After running the script again considering if the entry in the BDCH matches some of the aliases for each artist in MB, the numbers are a bit better:

  • 565 (17%) artists were recognized
  • 56 (2%) have CL as the country (2%)
  • 72 (2%) have another country as the country type
So, if we extract this last number of artists from the database, which are very likely to not be chilean, we end up with 493 recognized artists.

 

I’ve been also correcting the many inconsistencies of the BDCH: renaming artist with different spellings and entering accents for artists without them. I have done 25% of it (10^4 entries) and the new numbers I got are:

  • 3308 different artists
  • 551 artists were recognized (17% of the total)
    • 466 possibly Chilean (14%)
      • 56 Chilean (explicitly declared)
      • 410 undeclared country
      • 177 groups (38% of the recognized possibly Chilean artists)
      • 142 people (30% of the recognized possibly Chilean artists)
      • 147 undefined (32% of the recognized possibly Chilean artists)
    • 75 non-chilean artists (should be discarded from the database)

Our idea is to provide MB with a big file with all data in our database with the corresponding MBIDs for artist, title, and album (if any).

  • From the 551 recognized artists using the out_correct file, there are:
    •  9454 titles (out_BDMC_w_artist_MBID)

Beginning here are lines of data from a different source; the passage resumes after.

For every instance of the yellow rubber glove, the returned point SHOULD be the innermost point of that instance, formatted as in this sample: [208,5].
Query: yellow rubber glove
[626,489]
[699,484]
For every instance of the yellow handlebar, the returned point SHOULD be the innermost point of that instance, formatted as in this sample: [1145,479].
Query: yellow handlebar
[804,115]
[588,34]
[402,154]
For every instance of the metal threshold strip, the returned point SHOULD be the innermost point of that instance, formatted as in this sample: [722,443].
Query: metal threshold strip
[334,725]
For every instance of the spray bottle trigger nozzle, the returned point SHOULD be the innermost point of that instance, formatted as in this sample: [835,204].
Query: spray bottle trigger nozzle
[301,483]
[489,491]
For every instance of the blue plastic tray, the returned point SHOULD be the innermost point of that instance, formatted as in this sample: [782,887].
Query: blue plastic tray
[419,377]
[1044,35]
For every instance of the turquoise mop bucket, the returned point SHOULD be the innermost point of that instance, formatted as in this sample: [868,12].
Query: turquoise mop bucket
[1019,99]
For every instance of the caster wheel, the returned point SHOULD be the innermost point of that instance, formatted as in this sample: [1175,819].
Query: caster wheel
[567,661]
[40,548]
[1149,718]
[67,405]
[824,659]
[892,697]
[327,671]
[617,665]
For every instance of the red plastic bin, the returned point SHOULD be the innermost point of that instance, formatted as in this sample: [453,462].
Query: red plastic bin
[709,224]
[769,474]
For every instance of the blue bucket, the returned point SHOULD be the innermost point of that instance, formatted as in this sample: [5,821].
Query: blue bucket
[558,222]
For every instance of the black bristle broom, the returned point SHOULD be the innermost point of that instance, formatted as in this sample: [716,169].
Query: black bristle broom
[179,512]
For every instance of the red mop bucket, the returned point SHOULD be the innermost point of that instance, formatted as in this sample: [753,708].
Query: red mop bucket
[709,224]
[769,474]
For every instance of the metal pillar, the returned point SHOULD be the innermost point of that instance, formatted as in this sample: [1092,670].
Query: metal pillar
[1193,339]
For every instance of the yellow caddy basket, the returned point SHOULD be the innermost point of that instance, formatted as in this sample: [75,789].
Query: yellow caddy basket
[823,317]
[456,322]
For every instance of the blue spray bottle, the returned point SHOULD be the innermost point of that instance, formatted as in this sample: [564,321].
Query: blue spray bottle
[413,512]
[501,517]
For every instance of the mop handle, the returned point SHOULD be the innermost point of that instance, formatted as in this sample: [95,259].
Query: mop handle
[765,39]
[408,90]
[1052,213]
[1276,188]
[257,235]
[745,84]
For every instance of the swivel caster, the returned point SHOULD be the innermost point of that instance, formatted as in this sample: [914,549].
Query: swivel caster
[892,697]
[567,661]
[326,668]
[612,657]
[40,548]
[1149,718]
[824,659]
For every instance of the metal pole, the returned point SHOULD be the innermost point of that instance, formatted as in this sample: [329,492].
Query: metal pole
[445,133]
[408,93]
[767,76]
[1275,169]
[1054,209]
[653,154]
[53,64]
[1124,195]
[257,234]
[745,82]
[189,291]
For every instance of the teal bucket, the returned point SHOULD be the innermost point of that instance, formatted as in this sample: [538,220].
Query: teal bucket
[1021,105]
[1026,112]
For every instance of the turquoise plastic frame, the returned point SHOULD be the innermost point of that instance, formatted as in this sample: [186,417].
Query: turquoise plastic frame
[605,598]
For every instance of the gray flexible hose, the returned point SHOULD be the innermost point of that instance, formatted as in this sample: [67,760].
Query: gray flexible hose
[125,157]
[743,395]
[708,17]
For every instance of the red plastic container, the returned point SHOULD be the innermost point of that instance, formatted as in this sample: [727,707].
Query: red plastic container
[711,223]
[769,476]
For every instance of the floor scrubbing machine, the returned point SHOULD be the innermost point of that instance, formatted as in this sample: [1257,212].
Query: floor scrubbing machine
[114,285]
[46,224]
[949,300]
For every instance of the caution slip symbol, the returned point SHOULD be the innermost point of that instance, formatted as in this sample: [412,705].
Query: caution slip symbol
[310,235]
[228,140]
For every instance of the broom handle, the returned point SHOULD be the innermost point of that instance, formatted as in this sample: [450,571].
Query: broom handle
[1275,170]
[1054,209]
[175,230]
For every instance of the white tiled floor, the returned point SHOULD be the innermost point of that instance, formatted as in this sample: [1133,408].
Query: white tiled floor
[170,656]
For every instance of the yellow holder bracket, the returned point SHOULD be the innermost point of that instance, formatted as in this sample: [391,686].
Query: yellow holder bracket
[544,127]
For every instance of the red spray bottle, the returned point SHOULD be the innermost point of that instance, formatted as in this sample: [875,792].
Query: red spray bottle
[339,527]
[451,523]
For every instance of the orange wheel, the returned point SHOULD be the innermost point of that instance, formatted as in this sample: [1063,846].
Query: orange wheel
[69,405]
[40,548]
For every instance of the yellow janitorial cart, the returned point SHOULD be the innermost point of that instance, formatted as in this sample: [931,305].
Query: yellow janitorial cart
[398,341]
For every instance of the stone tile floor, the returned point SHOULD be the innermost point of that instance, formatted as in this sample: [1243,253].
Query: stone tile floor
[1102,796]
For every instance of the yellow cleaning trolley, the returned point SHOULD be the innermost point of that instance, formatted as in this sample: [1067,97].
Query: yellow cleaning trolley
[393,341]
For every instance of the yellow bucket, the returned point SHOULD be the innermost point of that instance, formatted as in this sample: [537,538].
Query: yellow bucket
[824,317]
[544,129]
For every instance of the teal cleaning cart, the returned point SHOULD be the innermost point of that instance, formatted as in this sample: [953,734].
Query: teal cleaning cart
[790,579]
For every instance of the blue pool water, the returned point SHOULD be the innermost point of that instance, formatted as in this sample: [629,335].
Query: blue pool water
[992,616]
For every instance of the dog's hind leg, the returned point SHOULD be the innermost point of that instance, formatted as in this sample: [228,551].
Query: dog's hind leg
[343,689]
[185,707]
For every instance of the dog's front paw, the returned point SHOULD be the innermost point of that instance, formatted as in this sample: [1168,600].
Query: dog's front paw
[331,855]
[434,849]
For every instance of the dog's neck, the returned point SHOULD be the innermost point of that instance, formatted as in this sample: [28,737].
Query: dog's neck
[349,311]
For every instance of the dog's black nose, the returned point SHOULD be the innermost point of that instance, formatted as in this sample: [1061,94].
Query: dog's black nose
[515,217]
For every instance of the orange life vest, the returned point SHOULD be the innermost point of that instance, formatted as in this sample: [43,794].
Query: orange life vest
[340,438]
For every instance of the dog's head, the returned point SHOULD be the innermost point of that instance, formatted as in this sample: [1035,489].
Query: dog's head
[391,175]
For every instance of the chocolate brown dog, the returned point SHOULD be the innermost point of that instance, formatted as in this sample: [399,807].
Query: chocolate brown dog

During the last days I’ve been trying to solve the following problem: for the Chilean artist Dogma there are 8 different entries with the same score (100):

Score Name Sort Name Type Begin End
100 Døgma Døgma
100 Dogma (German trance artist) Dogma
100 Dogma (portuguese band) Dogma Group 1996 2003
100 Dogma (Brazilian progressive rock band) Dogma Group 1996
100 Dogma (Swiss trance duo Robin Mandrysch & Guido Walter) Dogma Group
100 Dogma (goa trance duo Damir Ludvig & Goran Stetic) Dogma Group
100 Dogma (Chilean artist) Dogma
100 Dogma (Italo-dance artist) Dogma

It seems that I need to take a look to the disambiguation field and look for the ‘Chile’ word (or a derivative) to consider it as the artist we are looking for.